À ces mots, l’évêque avait dressé sa main baguée et pris un air courroucé.»

Par ailleurs, si la lande aride et venteuse des romans des Brontë offrait ce pont symbolique entre les états d’âme des personnages et le paysage, propre au mouvement romantique de la littérature du XIXe siècle, nous retrouvons dans l’inquiétante et corrosive mine de sel de L’Évocation une brillante métaphore de la rancune de Lily McEvoy, qu’elle cultive soigneusement tout au long de sa vie.

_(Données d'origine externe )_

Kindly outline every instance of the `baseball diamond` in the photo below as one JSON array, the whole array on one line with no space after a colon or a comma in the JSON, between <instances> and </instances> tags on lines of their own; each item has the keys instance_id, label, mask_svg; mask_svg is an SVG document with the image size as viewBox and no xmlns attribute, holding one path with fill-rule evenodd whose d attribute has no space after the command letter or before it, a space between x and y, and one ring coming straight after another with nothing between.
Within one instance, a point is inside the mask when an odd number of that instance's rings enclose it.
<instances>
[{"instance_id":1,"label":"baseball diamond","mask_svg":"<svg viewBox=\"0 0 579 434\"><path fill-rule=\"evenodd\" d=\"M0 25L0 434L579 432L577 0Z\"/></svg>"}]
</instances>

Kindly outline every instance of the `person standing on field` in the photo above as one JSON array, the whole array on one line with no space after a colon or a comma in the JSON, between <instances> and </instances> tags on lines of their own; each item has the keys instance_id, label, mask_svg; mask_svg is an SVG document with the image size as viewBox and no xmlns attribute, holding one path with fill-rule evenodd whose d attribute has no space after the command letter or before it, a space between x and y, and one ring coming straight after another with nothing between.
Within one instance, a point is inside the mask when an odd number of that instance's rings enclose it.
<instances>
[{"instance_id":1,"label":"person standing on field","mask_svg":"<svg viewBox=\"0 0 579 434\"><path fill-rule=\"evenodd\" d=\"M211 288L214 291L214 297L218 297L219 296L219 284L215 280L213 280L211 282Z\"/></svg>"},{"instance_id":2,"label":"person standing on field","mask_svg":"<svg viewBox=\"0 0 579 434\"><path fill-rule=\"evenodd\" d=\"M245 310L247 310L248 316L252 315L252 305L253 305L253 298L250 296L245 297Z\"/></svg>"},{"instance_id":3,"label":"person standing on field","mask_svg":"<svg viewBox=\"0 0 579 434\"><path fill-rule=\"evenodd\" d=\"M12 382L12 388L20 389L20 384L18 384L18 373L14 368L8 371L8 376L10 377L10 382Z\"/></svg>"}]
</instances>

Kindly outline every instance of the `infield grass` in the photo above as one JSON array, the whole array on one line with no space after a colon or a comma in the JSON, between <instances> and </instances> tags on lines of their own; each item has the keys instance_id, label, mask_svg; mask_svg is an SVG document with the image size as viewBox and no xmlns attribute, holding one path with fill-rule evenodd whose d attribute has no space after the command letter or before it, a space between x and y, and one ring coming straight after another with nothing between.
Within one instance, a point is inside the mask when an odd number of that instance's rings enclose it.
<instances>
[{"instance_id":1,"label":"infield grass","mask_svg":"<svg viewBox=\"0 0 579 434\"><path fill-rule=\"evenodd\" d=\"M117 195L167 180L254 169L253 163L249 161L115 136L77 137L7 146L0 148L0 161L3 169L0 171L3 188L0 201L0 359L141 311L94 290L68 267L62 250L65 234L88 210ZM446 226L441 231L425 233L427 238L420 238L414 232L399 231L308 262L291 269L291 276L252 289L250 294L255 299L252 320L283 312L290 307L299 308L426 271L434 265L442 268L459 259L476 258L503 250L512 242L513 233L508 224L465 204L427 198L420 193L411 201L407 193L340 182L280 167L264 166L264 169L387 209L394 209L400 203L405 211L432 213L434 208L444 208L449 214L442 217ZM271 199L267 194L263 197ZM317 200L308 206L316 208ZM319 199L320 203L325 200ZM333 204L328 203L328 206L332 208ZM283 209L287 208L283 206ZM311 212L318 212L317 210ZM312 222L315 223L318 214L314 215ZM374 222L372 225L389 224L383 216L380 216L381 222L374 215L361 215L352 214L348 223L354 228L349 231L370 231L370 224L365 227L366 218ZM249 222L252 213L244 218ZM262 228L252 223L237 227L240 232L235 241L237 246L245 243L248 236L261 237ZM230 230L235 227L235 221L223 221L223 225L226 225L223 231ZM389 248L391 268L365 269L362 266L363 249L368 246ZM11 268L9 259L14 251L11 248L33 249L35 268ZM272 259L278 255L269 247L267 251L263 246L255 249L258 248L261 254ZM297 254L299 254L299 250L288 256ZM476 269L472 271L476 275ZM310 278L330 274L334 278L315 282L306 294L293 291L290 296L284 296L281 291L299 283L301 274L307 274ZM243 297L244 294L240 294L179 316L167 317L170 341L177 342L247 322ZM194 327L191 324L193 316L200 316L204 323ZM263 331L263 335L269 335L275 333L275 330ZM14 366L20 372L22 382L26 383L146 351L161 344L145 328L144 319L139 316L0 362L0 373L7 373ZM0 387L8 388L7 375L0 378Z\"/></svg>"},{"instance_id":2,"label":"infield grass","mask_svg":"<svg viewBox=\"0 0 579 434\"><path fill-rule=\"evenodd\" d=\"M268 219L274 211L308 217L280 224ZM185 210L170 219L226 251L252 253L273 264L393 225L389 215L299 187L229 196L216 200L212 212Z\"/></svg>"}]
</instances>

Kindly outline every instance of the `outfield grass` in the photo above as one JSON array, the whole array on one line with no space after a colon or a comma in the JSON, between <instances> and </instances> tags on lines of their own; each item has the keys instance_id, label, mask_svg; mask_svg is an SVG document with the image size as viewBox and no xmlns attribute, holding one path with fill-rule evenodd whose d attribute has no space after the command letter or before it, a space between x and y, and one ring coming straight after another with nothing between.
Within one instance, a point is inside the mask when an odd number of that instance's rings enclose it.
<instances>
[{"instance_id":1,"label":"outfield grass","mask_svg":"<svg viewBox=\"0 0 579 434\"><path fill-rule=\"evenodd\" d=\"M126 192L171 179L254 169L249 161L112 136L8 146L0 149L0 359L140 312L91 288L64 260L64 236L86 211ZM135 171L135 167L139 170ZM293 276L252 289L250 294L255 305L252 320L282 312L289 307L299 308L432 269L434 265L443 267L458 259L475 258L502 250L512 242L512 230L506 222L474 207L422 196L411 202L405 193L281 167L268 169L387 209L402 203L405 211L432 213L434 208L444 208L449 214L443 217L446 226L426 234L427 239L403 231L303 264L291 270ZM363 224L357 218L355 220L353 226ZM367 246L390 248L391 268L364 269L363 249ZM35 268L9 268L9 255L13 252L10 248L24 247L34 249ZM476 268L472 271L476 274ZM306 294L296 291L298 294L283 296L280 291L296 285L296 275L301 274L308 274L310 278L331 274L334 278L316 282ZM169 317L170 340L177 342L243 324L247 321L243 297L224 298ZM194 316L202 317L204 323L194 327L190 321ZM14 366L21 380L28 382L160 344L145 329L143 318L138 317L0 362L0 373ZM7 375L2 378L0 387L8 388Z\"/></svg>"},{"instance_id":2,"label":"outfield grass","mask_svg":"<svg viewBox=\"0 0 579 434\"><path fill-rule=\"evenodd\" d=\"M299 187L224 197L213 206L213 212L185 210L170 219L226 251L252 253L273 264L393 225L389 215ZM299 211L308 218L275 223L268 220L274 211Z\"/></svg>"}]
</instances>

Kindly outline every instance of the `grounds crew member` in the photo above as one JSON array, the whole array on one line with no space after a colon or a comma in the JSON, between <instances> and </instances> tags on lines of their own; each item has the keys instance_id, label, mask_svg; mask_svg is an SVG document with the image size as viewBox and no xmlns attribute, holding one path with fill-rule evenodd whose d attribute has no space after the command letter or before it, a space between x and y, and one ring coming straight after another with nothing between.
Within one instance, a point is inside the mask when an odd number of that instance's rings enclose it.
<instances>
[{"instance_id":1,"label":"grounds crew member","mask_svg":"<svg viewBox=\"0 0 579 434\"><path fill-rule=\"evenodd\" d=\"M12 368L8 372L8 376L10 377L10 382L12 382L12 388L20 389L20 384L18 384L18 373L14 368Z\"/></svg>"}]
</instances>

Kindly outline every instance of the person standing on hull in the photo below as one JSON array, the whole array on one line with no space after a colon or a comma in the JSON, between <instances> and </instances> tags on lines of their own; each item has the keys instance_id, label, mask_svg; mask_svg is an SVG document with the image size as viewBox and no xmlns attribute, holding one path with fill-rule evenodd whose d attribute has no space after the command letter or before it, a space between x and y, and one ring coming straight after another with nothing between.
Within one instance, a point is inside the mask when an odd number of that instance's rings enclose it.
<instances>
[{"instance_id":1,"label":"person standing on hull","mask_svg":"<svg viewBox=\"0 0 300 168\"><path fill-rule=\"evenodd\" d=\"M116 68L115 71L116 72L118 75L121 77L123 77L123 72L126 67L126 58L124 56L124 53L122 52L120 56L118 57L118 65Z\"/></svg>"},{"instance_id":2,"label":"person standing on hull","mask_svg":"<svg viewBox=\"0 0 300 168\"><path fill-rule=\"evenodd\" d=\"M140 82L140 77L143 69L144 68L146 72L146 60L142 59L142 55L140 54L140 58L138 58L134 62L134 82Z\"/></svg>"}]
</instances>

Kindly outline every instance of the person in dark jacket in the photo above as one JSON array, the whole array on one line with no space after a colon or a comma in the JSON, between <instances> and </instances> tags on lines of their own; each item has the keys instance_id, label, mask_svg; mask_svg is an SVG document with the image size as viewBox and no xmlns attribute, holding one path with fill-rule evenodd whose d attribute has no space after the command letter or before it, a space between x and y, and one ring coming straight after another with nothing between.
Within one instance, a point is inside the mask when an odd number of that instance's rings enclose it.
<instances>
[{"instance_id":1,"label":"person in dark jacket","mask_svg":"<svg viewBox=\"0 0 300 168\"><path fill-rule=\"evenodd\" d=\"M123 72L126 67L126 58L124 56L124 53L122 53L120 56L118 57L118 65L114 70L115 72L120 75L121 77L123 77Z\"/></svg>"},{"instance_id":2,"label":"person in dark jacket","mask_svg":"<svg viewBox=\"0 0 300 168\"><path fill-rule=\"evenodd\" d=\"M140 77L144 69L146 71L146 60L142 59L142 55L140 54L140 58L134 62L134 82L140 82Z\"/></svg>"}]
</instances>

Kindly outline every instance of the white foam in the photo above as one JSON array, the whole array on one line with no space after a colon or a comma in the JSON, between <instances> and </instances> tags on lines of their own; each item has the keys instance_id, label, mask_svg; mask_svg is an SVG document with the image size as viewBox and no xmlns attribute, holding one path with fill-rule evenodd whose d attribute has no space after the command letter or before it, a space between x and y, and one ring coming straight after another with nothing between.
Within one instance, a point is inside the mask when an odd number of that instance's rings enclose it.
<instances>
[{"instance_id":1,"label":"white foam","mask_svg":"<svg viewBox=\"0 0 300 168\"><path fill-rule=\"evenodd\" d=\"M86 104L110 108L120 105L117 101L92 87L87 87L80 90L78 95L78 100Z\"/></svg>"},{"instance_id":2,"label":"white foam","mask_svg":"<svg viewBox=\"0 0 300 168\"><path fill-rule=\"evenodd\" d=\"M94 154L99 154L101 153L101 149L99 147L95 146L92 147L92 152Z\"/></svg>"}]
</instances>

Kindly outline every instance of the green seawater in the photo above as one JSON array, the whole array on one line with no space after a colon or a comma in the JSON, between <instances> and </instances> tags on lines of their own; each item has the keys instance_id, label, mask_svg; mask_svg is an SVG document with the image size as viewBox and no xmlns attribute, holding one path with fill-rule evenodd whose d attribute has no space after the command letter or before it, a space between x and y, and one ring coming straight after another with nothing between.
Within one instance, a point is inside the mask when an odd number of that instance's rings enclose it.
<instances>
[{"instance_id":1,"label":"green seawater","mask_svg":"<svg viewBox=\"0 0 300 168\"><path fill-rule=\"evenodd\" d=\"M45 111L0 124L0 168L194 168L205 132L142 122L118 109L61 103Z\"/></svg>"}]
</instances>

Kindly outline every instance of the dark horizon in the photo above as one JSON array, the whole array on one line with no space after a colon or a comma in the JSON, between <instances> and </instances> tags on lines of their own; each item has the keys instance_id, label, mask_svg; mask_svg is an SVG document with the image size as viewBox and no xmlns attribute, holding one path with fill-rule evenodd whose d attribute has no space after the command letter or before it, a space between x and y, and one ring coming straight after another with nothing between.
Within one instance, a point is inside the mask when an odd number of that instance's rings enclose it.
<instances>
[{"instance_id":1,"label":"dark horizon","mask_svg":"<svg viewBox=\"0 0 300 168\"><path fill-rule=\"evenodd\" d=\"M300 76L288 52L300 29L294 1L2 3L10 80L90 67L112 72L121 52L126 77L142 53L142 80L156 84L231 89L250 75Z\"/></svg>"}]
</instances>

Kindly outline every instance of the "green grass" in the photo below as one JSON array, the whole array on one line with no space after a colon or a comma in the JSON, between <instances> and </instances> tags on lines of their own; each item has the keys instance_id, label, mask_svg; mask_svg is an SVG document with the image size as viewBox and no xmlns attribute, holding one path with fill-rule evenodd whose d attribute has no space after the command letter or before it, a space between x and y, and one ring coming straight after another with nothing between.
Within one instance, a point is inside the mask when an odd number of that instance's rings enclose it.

On retrouve également dans L’Évocation des phénomènes étranges et des créatures des légendes irlandaises, comme si la fidèle Tabby des sœurs Brontë, avec ses contes et légendes du Yorkshire, se mêlait tout à coup de la narration du roman.

Enfin, une série de personnages marquants de l’époque : amiral, lieutenant, gouverneur, monseigneur, intendant… défile dans le roman de Desjardins comme si l’auteure dressait la chronique de son monde inventé à la manière des juvenilias des Brontë.

Après avoir lu L’évocation, je me suis précipitée avec délectation sur Le cercle de Clara de Martine Desjardins, publié pour la première fois en 1997. Ce magnifique roman de l’auteure n’est pas sans rappeler la célèbre nouvelle The Yellow Wallpaper de Charlotte Perkins Gilman publiée en 1892.

En 2009, Martine Desjardins publiait Maleficium aux éditions Alto (prix Jacques Brossard). À cette occasion, j’ai eu l’immense privilège de rencontrer Martine Desjardins au Salon du livre de Québec et de recevoir une dédicace pour mon exemplaire de Maleficium. Je ne peux m’empêcher d’imaginer combien les sœurs Brontë adoreraient cette auteure discrète et, surtout, ses livres remplis de mystères incandescents. Pour ma part, j’attends avec impatience son prochain livre !

Un commentaire sur « Les filles de Jane (1) : Lily McEvoy »

  1. Je ne connais pas du tout cette auteure et je la note pour mes lectures de vacances, c’est une période qui permet des découvertes sans se soucier ds horaires et de pouvoir plonger dans un univers comme celui-là. Votre blog est une très grande richesse, A bientôt.